Ägypten: Die Angst will keiner zugeben
Ich weiß von einigen Leuten, die sich Pistolen angeschafft haben, um ihre Häuser zu schützen“, erzählt Kristin, die in Kairo mit einem Ägypter verheiratet ist. Das sei für sie neu. Seit dem Sturz Hosni Mubaraks im Februar 2011 hat sich die Sicherheitslage verschlechtert. „Als Frau sollte man Kampfsport können“, rät die 30-jährige Deutsche. „Man sollte lieber mit einem Mann rausgehen, sich nichts gefallen lassen und sich darauf einstellen, dass wir hier nicht in Europa sind.“
Kristin geht auch abends raus. „Ich kann mich ja nicht einsperren.“ Ein mulmiges Gefühl hat sie dabei schon.

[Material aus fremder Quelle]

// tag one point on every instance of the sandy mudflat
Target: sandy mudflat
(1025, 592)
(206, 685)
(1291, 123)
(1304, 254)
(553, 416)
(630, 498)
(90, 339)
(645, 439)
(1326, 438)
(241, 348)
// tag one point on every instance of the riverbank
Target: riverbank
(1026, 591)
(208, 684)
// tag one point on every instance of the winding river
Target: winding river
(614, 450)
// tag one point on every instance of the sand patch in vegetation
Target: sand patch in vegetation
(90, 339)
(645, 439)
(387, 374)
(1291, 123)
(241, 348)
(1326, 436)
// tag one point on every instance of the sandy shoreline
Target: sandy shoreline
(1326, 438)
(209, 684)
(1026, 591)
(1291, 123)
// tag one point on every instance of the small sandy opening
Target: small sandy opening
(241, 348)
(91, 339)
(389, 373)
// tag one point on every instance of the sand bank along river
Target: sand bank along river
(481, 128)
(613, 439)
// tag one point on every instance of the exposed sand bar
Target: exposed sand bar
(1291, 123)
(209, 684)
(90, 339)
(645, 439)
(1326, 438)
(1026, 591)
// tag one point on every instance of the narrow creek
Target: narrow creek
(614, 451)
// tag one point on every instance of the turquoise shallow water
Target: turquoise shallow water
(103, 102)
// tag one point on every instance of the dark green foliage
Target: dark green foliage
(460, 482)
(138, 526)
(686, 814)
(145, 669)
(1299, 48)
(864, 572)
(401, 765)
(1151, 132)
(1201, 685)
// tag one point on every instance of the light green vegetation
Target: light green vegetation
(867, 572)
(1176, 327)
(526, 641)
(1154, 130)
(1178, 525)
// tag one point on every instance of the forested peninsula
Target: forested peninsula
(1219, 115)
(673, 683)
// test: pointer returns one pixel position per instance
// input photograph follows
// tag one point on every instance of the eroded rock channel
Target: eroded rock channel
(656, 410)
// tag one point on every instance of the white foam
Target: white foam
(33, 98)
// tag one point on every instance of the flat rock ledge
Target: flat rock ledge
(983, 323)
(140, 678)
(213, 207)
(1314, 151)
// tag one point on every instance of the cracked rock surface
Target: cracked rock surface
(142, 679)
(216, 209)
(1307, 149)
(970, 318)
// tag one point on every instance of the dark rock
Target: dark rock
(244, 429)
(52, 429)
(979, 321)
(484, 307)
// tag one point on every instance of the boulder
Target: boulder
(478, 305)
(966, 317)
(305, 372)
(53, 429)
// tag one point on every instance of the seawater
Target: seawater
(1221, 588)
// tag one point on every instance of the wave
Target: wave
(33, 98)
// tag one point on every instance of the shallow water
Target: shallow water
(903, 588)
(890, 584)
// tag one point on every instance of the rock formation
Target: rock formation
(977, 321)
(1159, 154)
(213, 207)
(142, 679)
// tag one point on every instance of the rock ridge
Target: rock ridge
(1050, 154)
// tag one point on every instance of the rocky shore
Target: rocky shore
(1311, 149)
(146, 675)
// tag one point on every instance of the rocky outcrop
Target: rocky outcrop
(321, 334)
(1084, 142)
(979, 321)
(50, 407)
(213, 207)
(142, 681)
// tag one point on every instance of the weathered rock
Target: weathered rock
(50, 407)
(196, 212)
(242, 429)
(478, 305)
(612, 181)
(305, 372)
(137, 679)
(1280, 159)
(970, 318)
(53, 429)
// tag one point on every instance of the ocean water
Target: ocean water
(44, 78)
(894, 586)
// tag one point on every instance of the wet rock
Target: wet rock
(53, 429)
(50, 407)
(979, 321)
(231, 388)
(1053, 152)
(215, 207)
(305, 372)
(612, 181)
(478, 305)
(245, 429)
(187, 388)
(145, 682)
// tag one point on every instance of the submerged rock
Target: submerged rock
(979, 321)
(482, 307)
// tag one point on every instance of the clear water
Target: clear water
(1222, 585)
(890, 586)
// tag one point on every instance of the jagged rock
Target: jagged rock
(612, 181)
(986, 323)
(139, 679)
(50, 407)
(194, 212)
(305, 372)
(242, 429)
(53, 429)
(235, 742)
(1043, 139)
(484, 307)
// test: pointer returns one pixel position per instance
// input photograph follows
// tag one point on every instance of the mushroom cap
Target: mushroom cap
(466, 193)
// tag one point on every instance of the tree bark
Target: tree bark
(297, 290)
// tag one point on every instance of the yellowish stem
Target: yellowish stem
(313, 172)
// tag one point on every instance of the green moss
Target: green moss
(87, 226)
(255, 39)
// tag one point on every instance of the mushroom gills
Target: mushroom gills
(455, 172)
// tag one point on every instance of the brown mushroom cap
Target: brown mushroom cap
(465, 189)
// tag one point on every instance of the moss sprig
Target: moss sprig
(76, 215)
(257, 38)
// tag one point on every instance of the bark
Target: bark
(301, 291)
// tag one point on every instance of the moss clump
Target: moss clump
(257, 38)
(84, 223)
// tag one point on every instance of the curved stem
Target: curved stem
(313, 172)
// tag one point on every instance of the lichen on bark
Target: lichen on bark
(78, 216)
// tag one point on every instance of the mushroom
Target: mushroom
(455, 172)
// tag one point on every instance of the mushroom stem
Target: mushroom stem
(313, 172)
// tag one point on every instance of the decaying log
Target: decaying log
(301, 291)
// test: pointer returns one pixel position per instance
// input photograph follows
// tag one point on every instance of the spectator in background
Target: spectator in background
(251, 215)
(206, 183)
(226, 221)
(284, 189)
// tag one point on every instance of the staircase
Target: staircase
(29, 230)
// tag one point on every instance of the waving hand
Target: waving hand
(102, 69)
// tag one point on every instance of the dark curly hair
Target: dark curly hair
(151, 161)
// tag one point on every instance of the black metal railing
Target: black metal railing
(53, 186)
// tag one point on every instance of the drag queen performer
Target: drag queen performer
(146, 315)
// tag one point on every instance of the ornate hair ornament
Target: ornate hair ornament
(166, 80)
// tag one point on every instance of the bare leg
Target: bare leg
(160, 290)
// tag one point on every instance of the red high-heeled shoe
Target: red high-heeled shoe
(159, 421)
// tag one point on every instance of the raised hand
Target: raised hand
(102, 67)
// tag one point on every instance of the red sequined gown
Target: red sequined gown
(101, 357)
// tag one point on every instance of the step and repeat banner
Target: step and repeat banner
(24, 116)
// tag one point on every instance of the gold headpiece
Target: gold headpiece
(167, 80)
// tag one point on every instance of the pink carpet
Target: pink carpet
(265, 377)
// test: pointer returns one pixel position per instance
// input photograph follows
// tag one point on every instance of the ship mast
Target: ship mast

Angst hat Kurt Altmann nicht, wenn er auf die Straße geht. „Ich bin schon so lang in der Gegend, das hilft!“ Der österreichische Wirtschaftsdelegierte in Kairo lebt mit seiner Frau und zwei kleinen Kindern im südöstlichen Stadtteil Maadi. Das Leben hat sich seit 2011 sehr verändert, erzählt er dem KURIER. Alleine mit dem Auto fährt Altmann nur in Einzelfällen, er hat einen lokalen Fahrer. Aber das habe nicht nur sicherheitstechnische, sondern auch logistische Gründe. „Der Fahrer kennt sich besser aus. Ich finde vielleicht Orte in der riesigen Stadt nicht, oder Umwege. Und das Auto muss man erst einmal parken.“

Aber nicht nur die Sicherheitslage habe sich verändert. Seit Jahresanfang ist es zu erheblichen Stromausfällen gekommen. „Selbst in meiner – nicht so schlechten – Gegend ist der Strom bis zu drei Mal täglich eine Stunde ausgefallen. Bei 40°C im Schatten ist ein nicht funktionierender Tiefkühler kein Spaß.“ Im Haus hat er Notleuchten installiert. „Das ist etwas, das ich in der langen Zeit hier noch nicht erlebt habe.“ Seit dem Coup, der die Amtszeit von Präsident Mursi vor elf Tagen beendet hat, wurden die Stromausfälle aber deutlich weniger. „Ich hoffe, das bleibt so“, sagt Altmann.
Realitätsverweigerung
„Coup“ ist so ein Wort, mit dem Kristin vorsichtig umgeht. Viele Menschen im Umfeld der Deutschen weigern sich, von einem Militärcoup zu sprechen. „Man wird richtig schief angekuckt, wenn man sie darauf anspricht“. Sie wollen wohl, dass „alles gut wird“, mutmaßt die 30-Jährige. Und ihre liberalen ägyptischen Freunde wollen oft einfach nicht sehen, dass die Realität anders ist als ihr Wunsch. „Wenn sie zugeben, dass sie Angst haben, dass sie sich unwohl fühlen, dann würden sie damit zugeben, dass die Revolution erneut irgendwie gescheitert ist.“
Auch die junge Ägypterin Alia ist verwirrt. Sie hat bei den Demos gegen Hosni Mubarak mitgemacht, in ihrer Freizeit seitdem viel politisiert, sich für ein liberales Ägypten eingesetzt. Doch jetzt hält sie sich in Gesprächen und auf Facebook mit politischen Kommentaren zurück. Seit der Machtübernahme der Armee ist ihre Familie zerstritten. Bis in ihr Haus geht der Streit darüber, ob sein Sturz legitim war oder nicht. „Das tut weh“, sagt sie. Und: „Wie konnte es nur so weit kommen?“

Die Geschäfte sind geöffnet, nur in den Gegenden der Demos bleiben einzelne Shops zu. Manche schließen früher, um ihren Mitarbeitern eine sichere Heimfahrt zu gewähren. Bei den Staus in Kairo kann man oft nicht sagen ob man eine oder zwei Stunden nach Hause braucht. Doch die Staus – an die Ägypter prinzipiell gewöhnt sind – wurden in den letzten Tagen wieder weniger. Auch deshalb, weil die langen Schlangen an den Tankstellen weg sind.